Wir schreiben das Jahr 2021, wir sind corona-bedingt allesamt schon ziemlich erledigt, so auch die Autorin Katharina Tiwald. Sie möchte nur noch eines: Raus hier. Das Lockdown-Fenster nutzen und irgendwohin fliegen – Hauptsache raus.

Am Taxistandplatz hinter der Wiener Oper stürzen sich drei üble Gestalten auf sie; alle drei möchten sie unbedingt nach Schwechat zum Flughafen bringen. Da taucht aus dem Nichts die Rettung auf. Niemand geringerer als Elfriede Jelinek holt sie aus dieser üblen Situation raus und bringt sie persönlich bis zum Flugfeld.

Ihre Hilfe ist auch dringend nötig, denn der Flughafen ist die Hölle – Version 2021. Blöd nur, dass man durch erst durch diese Hölle muss, um auf das Flugfeld zu gelangen.

Willkommen in Dantes Inferno. Dort beginnt die Erzählung ja auch damit, dass sich Dante in einem Wald verirrt hat und von drei Bestien bedroht wird.
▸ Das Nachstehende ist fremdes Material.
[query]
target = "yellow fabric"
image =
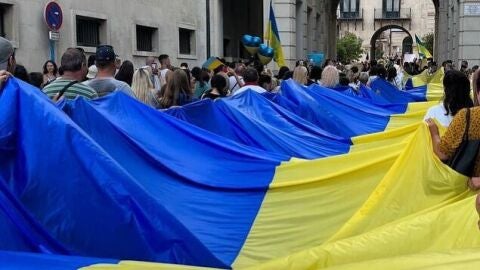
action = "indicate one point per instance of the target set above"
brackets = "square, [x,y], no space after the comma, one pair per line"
[132,265]
[369,207]
[297,211]
[434,91]
[453,260]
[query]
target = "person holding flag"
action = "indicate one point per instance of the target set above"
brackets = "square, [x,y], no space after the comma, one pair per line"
[422,50]
[273,38]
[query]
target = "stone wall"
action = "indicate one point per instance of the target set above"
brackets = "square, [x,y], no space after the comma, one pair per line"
[417,17]
[26,28]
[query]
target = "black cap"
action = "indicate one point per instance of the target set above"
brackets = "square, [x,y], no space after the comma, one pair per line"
[105,53]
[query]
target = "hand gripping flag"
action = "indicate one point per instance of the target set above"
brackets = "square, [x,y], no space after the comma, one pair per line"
[422,50]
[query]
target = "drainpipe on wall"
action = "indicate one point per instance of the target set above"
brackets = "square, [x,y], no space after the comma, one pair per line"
[208,28]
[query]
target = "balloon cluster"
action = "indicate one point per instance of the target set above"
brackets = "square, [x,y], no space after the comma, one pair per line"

Ihn holt natürlich nicht Elfriede Jelinek aus dieser Lage, sondern der römische Dichter Vergil. Blöd nur, dass der Ausweg geradewegs durch die Hölle führt, es gibt keinen Weg außen herum. Man erkennt schon die Parallelen.

Und so erfindet die Autorin zu allen Gesängen Dantes eine Entsprechung in ihrem Roman. Diesmal begegnen uns aber nicht die Bösewichte des 13. Jahrhunderts, sondern unsere aktuellen, zeitgemäßen. Da tummeln sich Heidi Klum ebenso wie der fesche Alt-/Jungkanzler und seine Entourage, der Papst, Bischöfe, Politiker und viele viele mehr. Wir kennen sie alle, es ist überhaupt nicht schwer, die beschriebenen Personen wiederzuerkennen und zu identifizieren; außerdem helfen an zahlreichen Stellen Fußnoten weiter.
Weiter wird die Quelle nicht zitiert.